As pointed out in the article, old and/or weak fish can still show similar symptoms (curved spine) purely from being weak and unhealthy, without having fish TB (Mycobacterium). Just there are a lot of possible causes of deformed spines, and given that actual cases of confirmed fish TB are rare, the other possible causes for deformed spines are much higher. Fish TB is still a real thing, but it's highly unlikely.

But good thing is, it's not highly contagious if fish are healthy (good water quality) and doesn't pose much danger to humans, despite how dangerous fish TB is made out to be by other sources. So even if this really is fish TB, it might not be of much concern.

If you are serious on sorting this out, analyzing for the bacteria is really recommended. You can check if you really have Mycobacterium to begin with. If you do, you can treat (again it is a long and difficult treatment, at least if keeping the fish alive), then get everything tested again after treatment is finished to confirm whether or not the bacteria is no more. If the fish and water are infected, they may remain infected and ultimately contaminated, so they would pose risk to infecting anything they touched, so they would pose a danger if you were to ever rehome any fish or give away any used equipment without first sterilizing everything.

It's a tough call.
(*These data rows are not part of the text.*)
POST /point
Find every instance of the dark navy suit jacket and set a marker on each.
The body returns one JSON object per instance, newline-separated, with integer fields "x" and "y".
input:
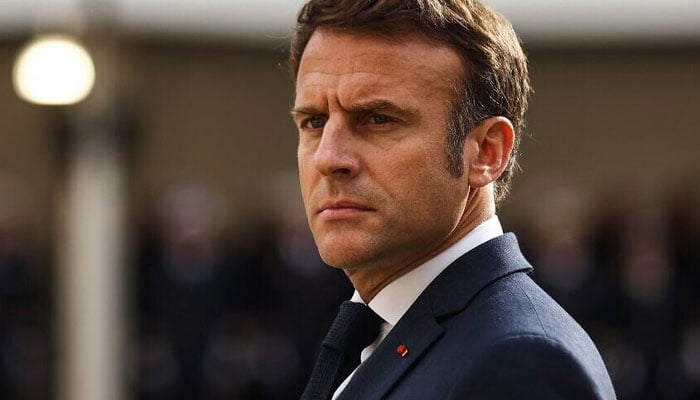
{"x": 484, "y": 330}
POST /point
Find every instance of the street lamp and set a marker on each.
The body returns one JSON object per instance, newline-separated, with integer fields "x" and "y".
{"x": 53, "y": 69}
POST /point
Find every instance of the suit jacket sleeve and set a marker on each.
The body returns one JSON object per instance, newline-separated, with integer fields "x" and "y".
{"x": 527, "y": 367}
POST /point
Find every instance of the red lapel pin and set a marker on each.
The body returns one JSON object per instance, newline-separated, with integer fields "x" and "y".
{"x": 402, "y": 350}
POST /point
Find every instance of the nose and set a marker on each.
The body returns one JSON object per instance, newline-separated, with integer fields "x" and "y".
{"x": 335, "y": 154}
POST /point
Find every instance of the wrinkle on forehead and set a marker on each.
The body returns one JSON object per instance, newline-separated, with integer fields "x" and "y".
{"x": 359, "y": 65}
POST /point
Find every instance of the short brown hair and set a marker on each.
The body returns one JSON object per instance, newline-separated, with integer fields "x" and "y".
{"x": 495, "y": 81}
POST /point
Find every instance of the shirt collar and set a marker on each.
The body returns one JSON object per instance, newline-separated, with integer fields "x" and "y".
{"x": 392, "y": 302}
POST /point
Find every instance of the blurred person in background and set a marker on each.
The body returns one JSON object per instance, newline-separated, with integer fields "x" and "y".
{"x": 409, "y": 114}
{"x": 196, "y": 303}
{"x": 24, "y": 314}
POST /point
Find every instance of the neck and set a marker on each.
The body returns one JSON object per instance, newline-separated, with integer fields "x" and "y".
{"x": 479, "y": 208}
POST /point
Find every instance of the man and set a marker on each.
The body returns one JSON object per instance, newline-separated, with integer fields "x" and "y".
{"x": 409, "y": 114}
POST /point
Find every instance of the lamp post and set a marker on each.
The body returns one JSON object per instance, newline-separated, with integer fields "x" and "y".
{"x": 58, "y": 71}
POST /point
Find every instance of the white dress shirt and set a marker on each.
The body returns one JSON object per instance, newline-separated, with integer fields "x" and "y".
{"x": 392, "y": 302}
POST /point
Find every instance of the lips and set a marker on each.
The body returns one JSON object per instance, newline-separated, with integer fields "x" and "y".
{"x": 342, "y": 208}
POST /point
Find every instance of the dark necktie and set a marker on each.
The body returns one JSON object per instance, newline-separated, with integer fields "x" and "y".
{"x": 355, "y": 327}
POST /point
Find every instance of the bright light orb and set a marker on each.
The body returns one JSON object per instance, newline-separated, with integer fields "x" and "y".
{"x": 53, "y": 70}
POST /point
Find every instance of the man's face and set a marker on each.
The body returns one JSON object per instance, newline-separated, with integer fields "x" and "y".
{"x": 371, "y": 114}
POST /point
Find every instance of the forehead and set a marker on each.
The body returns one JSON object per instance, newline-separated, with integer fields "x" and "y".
{"x": 353, "y": 63}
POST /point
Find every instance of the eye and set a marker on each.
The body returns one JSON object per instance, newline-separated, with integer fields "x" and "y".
{"x": 314, "y": 123}
{"x": 379, "y": 119}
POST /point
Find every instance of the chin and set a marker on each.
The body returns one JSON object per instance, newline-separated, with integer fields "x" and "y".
{"x": 342, "y": 256}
Whether taking the challenge of treating TB (a long procedure that requires caution spreading the source, often times being unsuccessful), euthanizing all fish and sterilizing everything to be certain or just leaving everything as they be risking that they might be contagious. Guess it wouldn't hurt to call veterinarians or specialized groups/labs what they think and how much it would cause to test. If you get the test done and you find out it's not Mycobacterium, then great, no need to treat for it.

Again, I am not saying it's impossible to be fish TB, just stating that it's unlikely. Only real way to confirm Mycobacterium is to ID it under a scope.
I still would recommend treating for internal parasites. I might edge toward Metronidazole over Praziquantel.